Marta rolled her eyes. She was, after all, a woman with little patience for theatrics. “Cats’ eyes glow,” she said. “It’s biology, not witchcraft.”
But Darren was not mollified. His voice was high and tremulous, his fear spilling over into anger. “You didn’t see it. It wasn’t normal. It was wrong.”
The rest of us dismissed it as a byproduct of Darren’s fragile psyche, though the tension lingered like smoke in the air. Yet, that night, as I lay awake in the darkness, I found myself staring at Socks. His eyes caught the dim glow of the emergency lights, reflecting it back in twin points of green.
I told myself it was natural. I told myself it was just a cat.

I did not sleep.
As the days wore on, strange occurrences began to accumulate, small at first but increasingly difficult to dismiss. Socks brought me gifts – dead rats, as cats are wont to do – but there was something unnatural about them. Their fur was singed, their eyes glassy and disturbingly human in their expression. I buried them when no one was looking, unwilling to explain what I could not understand.
Then Marta disappeared.
Her absence was discovered in the morning, her bunk empty, her belongings undisturbed. The others speculated that she had gone to the surface, driven mad by the claustrophobia of our situation. But the hatch was sealed, and when I inspected it, I noticed something that chilled me to the core: claw marks, faint but unmistakable, etched into the metal.
The others dismissed it. Darren, however, grew quieter. He began whispering to himself, his prayers barely audible but fervent, as though invoking protection from forces beyond our comprehension.

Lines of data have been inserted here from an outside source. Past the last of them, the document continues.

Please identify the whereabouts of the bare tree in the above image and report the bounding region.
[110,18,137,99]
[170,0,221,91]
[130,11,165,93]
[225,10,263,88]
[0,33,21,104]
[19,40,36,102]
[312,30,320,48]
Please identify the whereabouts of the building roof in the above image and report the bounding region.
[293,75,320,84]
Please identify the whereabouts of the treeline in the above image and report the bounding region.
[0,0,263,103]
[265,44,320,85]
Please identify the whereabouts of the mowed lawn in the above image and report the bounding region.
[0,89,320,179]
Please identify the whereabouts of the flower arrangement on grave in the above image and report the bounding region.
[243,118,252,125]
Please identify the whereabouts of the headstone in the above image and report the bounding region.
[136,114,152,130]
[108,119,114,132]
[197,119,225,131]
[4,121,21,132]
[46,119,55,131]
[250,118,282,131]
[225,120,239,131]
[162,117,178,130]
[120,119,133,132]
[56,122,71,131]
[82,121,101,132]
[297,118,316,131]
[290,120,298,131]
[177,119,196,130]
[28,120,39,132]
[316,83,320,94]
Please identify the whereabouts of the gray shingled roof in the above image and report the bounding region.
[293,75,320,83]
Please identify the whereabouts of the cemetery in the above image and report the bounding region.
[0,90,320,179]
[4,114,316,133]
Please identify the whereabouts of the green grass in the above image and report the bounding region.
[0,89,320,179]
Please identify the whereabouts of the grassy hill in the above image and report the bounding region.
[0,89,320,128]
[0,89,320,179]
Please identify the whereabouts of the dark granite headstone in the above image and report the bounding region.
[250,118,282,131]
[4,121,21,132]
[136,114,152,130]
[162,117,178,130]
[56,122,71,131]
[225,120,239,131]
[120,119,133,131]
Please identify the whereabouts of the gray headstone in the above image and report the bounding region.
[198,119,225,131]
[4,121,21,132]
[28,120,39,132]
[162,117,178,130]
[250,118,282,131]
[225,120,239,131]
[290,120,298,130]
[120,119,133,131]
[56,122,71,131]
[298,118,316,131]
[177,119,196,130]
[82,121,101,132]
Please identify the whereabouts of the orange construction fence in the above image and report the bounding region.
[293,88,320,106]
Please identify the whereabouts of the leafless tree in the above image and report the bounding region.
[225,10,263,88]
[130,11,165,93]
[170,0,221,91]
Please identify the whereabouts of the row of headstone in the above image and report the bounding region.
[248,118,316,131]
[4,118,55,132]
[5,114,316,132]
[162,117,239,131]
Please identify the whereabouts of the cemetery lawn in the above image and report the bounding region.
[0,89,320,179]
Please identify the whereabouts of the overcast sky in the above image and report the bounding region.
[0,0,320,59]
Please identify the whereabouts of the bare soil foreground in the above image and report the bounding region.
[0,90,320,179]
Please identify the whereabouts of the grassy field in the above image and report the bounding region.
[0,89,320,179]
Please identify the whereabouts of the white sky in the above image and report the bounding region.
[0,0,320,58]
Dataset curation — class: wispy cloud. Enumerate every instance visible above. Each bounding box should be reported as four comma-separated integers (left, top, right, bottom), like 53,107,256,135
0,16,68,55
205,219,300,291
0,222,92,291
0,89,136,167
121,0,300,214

When he vanished, his flashlight was found shattered in the storage room, the shards of glass glinting like stars on the cold concrete floor.
And through it all, Socks remained. He watched us with an inscrutable gaze, his tail flicking lazily as if he were observing some slow-moving experiment.
It was on the night of my final descent into madness that I heard the voice.
The bunker was silent, the oppressive stillness broken only by the faint hum of the generator. I lay on my bunk, my thoughts a whirlpool of fear and doubt, when the sound reached me—a whisper, faint but unmistakable, emanating from the air vent.
“Let me in.”
The voice was neither human nor animal. It was a low, guttural sound, imbued with an alien cadence that made my skin crawl. I froze, every muscle in my body taut with dread.
Socks was there, his back arched, his fur bristling. He turned to face me, his green eyes glowing with an intensity that seemed almost luminous. He meowed softly, and in that sound, I heard an apology. Or perhaps a warning.
In the morning, I found another note, its ink smeared as though written in haste:
"It’s too late."
Now I sit alone in this bunker, the others gone, my only companion the creature that wears Socks’ form. The note’s admonition echoes in my mind, but it no longer matters.
For what is trust when one stands at the precipice of the unknown? What is trust in the face of truths too terrible to comprehend?
I realise now that the cat was never a cat. It was something older, something vast and unknowable, a fragment of a design far beyond the comprehension of mortal minds.
The bunker, this haven of steel and concrete, is no sanctuary. It is a tomb.
And I am not its final occupant.
This story was inspired by a prompt found on Tumblr –
“After the climate collapse, you survive in a bunker with 10 strangers. One day, you find an old note under a box of food:
"Don't trust the cat."
The problem is, the only living being that entered with you… is your cat.”